Participatory co-design offers a reliable, responsible and ethical approach to the development of Learning Health Systems. However, because it can seem resource-intensive, it is sometimes neglected by developers who fail to grasp the true complexity of a project.

A workshop was held in collaboration with Open Lab – Newcastle University [29] to explore how co-design and participatory design approaches could be applied within a Learning Health System. It brought together a group of 20 Learning Health System experts, clinicians, patients, technology providers and software design researchers.

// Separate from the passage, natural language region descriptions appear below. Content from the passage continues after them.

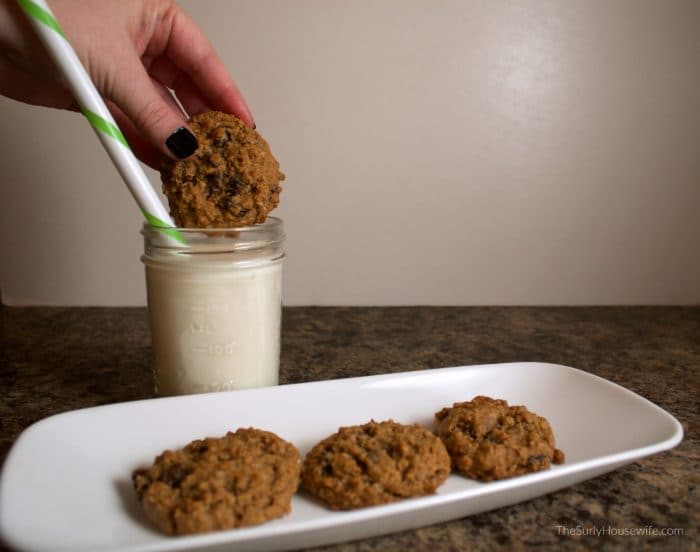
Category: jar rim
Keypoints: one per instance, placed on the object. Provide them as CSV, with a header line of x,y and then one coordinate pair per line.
x,y
270,223
268,235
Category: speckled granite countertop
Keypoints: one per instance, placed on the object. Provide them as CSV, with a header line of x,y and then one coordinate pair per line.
x,y
58,359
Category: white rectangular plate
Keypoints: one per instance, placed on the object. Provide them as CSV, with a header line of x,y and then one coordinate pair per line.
x,y
66,482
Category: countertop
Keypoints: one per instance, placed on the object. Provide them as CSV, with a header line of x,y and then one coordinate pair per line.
x,y
58,359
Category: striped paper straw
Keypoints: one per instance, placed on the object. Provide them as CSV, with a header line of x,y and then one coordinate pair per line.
x,y
97,114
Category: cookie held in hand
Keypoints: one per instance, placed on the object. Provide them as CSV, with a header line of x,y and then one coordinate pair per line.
x,y
232,180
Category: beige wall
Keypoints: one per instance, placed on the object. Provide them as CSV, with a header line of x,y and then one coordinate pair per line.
x,y
437,152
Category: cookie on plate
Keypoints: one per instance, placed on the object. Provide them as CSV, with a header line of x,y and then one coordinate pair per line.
x,y
232,179
488,440
374,463
244,478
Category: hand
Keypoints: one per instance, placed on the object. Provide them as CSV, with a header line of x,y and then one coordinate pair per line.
x,y
134,51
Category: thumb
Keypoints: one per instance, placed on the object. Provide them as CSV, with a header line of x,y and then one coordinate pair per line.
x,y
152,110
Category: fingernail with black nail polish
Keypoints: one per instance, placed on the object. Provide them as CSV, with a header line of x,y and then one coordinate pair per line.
x,y
182,143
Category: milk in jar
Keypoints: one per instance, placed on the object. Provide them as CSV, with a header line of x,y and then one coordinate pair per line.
x,y
214,305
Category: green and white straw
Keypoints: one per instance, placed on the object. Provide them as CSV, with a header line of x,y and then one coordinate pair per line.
x,y
93,107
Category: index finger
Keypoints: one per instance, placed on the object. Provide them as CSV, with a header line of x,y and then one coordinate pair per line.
x,y
192,52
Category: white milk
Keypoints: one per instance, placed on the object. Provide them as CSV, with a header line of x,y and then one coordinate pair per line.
x,y
215,318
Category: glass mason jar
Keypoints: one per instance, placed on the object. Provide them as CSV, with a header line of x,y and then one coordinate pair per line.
x,y
214,306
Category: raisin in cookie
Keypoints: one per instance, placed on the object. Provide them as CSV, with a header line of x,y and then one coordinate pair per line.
x,y
488,440
373,464
243,478
232,180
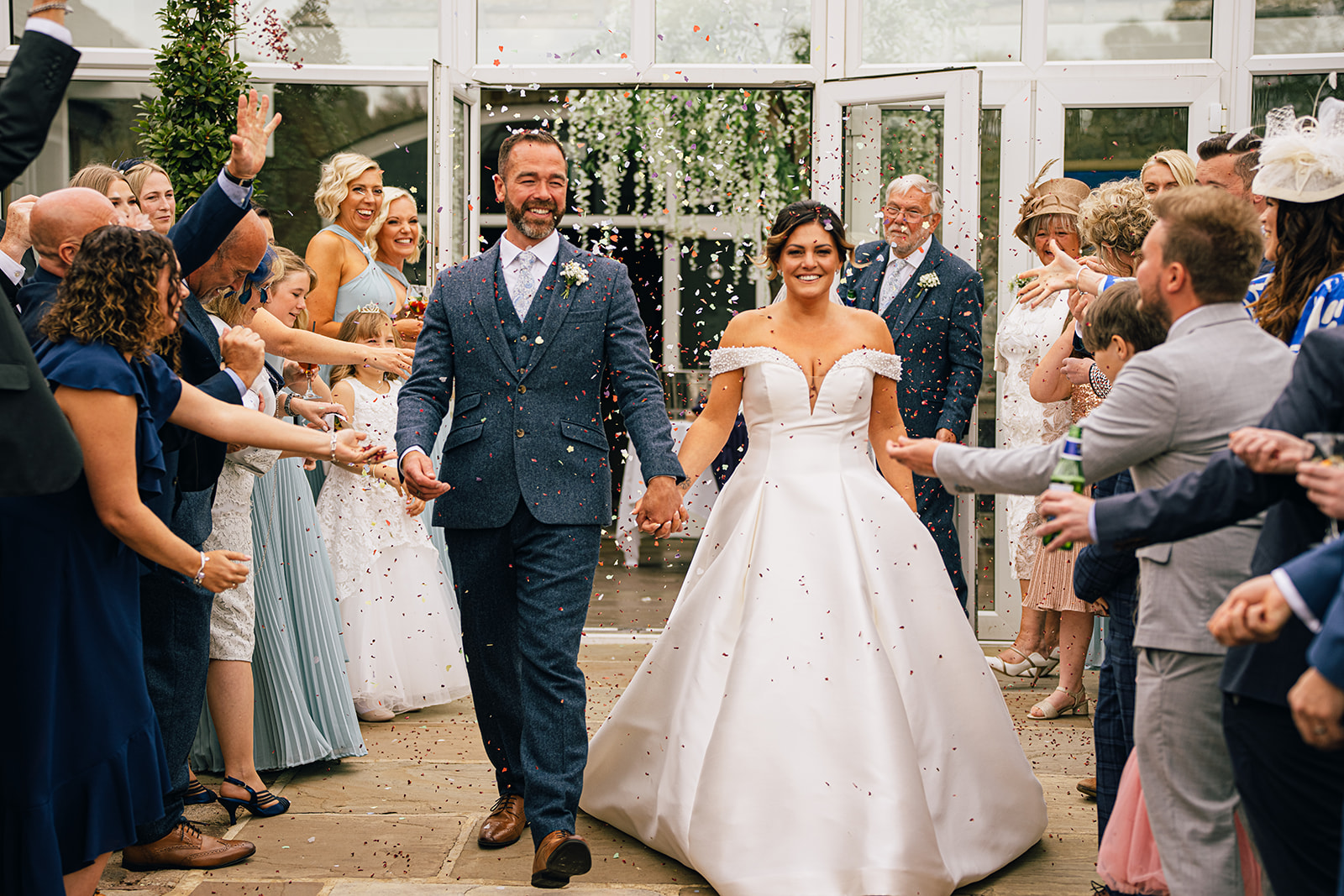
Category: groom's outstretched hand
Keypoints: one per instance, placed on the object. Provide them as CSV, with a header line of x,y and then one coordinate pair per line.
x,y
660,512
418,474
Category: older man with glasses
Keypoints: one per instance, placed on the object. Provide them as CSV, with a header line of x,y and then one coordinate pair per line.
x,y
932,302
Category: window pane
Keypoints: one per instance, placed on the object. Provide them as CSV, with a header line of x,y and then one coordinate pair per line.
x,y
1299,92
1131,29
941,31
389,33
1109,144
761,31
512,33
102,23
1299,26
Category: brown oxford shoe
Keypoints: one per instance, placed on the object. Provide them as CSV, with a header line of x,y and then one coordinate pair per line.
x,y
186,846
504,825
559,857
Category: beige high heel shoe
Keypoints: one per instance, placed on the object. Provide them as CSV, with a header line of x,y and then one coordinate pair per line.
x,y
1077,705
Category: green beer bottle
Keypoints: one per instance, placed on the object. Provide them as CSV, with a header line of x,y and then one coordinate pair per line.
x,y
1068,473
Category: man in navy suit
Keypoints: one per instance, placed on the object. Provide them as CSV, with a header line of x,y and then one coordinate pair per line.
x,y
932,301
522,336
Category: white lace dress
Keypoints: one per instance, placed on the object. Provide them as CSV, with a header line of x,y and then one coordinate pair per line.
x,y
1025,336
402,629
817,716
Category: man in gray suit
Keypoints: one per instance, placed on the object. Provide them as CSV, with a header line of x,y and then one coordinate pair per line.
x,y
523,335
1168,411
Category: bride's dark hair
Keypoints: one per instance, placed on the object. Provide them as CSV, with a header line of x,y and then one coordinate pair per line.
x,y
806,211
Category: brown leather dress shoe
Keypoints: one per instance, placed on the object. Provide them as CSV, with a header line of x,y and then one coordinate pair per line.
x,y
186,846
504,825
559,857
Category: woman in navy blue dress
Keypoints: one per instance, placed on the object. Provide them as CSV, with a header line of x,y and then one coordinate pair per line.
x,y
89,765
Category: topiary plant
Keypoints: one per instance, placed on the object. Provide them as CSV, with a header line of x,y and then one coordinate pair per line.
x,y
199,76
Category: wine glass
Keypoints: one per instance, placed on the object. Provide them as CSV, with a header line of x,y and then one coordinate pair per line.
x,y
1331,453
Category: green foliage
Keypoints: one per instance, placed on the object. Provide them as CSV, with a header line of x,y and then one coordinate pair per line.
x,y
199,76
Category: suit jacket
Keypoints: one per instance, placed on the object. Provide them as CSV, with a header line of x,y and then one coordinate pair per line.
x,y
533,432
1169,410
936,331
42,450
1227,490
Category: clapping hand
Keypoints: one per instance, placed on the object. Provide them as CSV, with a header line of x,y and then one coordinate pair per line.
x,y
1269,450
1254,611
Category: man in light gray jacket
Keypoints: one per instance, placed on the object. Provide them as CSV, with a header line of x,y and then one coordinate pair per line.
x,y
1168,411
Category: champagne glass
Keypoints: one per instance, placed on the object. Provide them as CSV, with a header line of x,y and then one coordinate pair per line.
x,y
1331,453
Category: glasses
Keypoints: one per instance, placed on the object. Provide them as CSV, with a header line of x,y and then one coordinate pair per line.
x,y
891,211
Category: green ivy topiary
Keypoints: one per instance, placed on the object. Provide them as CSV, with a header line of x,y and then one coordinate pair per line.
x,y
199,76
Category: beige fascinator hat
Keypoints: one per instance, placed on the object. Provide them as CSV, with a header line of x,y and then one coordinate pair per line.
x,y
1303,159
1055,196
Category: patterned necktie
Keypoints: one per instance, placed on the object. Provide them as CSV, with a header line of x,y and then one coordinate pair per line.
x,y
526,284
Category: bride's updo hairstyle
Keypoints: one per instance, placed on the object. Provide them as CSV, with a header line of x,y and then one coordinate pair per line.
x,y
806,211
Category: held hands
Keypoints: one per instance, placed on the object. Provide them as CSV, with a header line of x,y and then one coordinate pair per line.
x,y
223,570
418,474
248,147
1254,611
916,454
660,512
1072,513
1269,450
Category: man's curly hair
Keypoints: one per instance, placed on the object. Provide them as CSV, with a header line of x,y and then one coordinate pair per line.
x,y
112,291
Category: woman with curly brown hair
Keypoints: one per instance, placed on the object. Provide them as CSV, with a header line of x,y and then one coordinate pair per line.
x,y
92,759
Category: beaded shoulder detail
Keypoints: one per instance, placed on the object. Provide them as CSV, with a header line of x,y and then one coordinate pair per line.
x,y
736,358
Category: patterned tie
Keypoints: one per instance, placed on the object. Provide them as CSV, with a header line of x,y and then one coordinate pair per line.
x,y
526,284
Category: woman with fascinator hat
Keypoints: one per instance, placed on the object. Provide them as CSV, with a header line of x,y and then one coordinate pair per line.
x,y
1301,175
1050,212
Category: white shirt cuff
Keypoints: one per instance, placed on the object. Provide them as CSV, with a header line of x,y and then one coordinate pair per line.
x,y
11,269
1294,600
51,29
237,195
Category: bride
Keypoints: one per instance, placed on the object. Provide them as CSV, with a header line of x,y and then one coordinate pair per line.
x,y
817,716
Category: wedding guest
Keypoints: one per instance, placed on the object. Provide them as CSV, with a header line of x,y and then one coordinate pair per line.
x,y
351,194
154,191
1167,414
1026,332
1167,170
402,626
396,238
92,777
1301,177
932,302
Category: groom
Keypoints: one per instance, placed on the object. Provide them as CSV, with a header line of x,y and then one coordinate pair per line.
x,y
522,335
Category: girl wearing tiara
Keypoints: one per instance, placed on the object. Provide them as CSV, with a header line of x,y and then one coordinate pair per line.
x,y
401,620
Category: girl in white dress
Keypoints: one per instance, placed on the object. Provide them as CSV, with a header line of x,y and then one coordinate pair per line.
x,y
402,626
817,716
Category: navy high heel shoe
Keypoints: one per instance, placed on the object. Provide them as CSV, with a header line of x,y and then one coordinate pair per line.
x,y
275,805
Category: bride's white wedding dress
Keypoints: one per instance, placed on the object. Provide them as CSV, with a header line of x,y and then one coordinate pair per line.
x,y
817,718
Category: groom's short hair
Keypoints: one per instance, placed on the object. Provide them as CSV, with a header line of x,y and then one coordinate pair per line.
x,y
543,137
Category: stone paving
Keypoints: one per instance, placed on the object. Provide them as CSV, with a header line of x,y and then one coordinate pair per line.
x,y
402,821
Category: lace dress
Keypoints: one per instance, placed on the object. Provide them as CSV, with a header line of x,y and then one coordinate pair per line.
x,y
817,716
1025,336
401,620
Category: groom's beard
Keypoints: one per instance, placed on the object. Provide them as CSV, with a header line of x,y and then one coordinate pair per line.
x,y
528,228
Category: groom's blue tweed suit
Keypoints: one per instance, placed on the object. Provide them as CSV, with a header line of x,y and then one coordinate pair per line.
x,y
528,463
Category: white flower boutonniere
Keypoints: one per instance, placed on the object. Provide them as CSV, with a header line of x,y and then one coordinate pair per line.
x,y
575,275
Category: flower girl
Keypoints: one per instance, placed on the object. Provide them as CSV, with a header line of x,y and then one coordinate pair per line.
x,y
401,620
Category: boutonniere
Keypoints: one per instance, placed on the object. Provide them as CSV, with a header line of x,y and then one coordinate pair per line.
x,y
573,275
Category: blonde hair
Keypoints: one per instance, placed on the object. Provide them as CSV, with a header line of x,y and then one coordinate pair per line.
x,y
360,325
1116,215
338,172
390,195
1178,161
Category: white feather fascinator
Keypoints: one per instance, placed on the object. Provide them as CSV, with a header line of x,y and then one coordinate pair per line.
x,y
1303,159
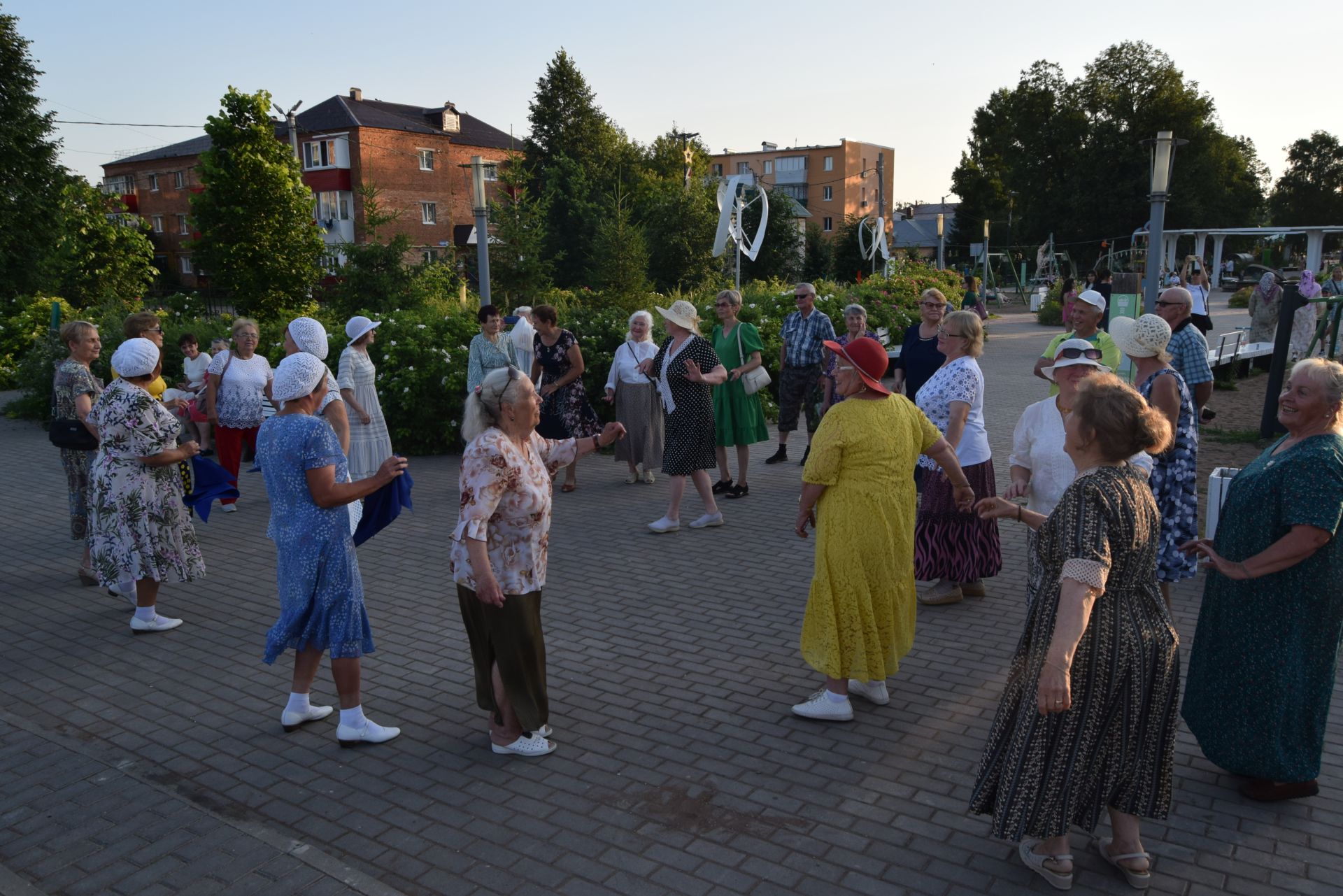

The workshop featured extensive group collaboration on a range of design-based research methods, tools, and techniques, and followed a design thinking process [168]. It was held online due to the Covid-19 outbreak. This entailed using Zoom, with breakout rooms and a brainstorming and design software (Miro board) that provided a vast virtual collaboration space for collaboration. Key to this workshop was condensing the design thinking process in manageable blocks and rapidly move from idea to presentation within a few hours as a ‘taster’ approach [169]. It was more of an abridged sprint [170, 171] to rapidly transform an idea to a prototype.

Open Lab

Based at Newcastle University, Open Lab is a research group that works on advanced Human-Computer Interaction (HCI), social innovation, digital citizenship, sustainability, design futures, social innovations and machine learning. With its multidisciplinary and cross-disciplinary groups, Open Lab researchers address imminent challenges in healthcare, education and social justice. Much of the work undertaken by Open Lab designers and collaborators engages the perspectives of “normal citizens” in participatory design, co-design and collaborative design. This aims to bridge the gaps between technology, scientists and society; effectively, Open Lab creates sociotechnical learning systems in health and beyond.

The workshop aimed at eliciting the participants’ objectives, perspectives, requirements and concerns by testing a menu of participatory co-design tools on a Miro board (Figure K). The groups were asked to apply the various participatory co-design tools in an invented Learning Health System scenario. These tools were sourced from online, open-source databases of design tools: Service Design Tools [172], Design Kit [173] and Right Question [174].

Figure K. Overview of a sample collaborative board for the co-design workshop.

There is limited evidence for how to select the most appropriate tools [167]. In the workshop, participants selected a range of tools to address the same challenges, illustrating that the choice of tool can be influenced by the task, the stakeholders, and by the type of knowledge sought. Participants noted that each tool provided a different perspective on the complexity within the task.

There are also many overarching frameworks to guide participatory co-design. Each framework can be assessed against the core principles listed above, the ISO 9241-210 standard and the preferences of the Learning Health System stakeholders and developers. The Point of Care Foundation [175] offers a guide and toolkit for running Experience-based co-design projects. The Good Things Foundation: Digital Health Lab [176] offers a step-by-step guide to co-design in health that could be applied to a Learning Health System. Teams can review these and other approaches to find the best fit for their stakeholders.

Participatory co-design should not be viewed as a one-off process within a Learning Health System, but as an integral, continuous process. By definition, a Learning Health System must continually learn. This learning and its application must be mediated by participatory co-design at every stage.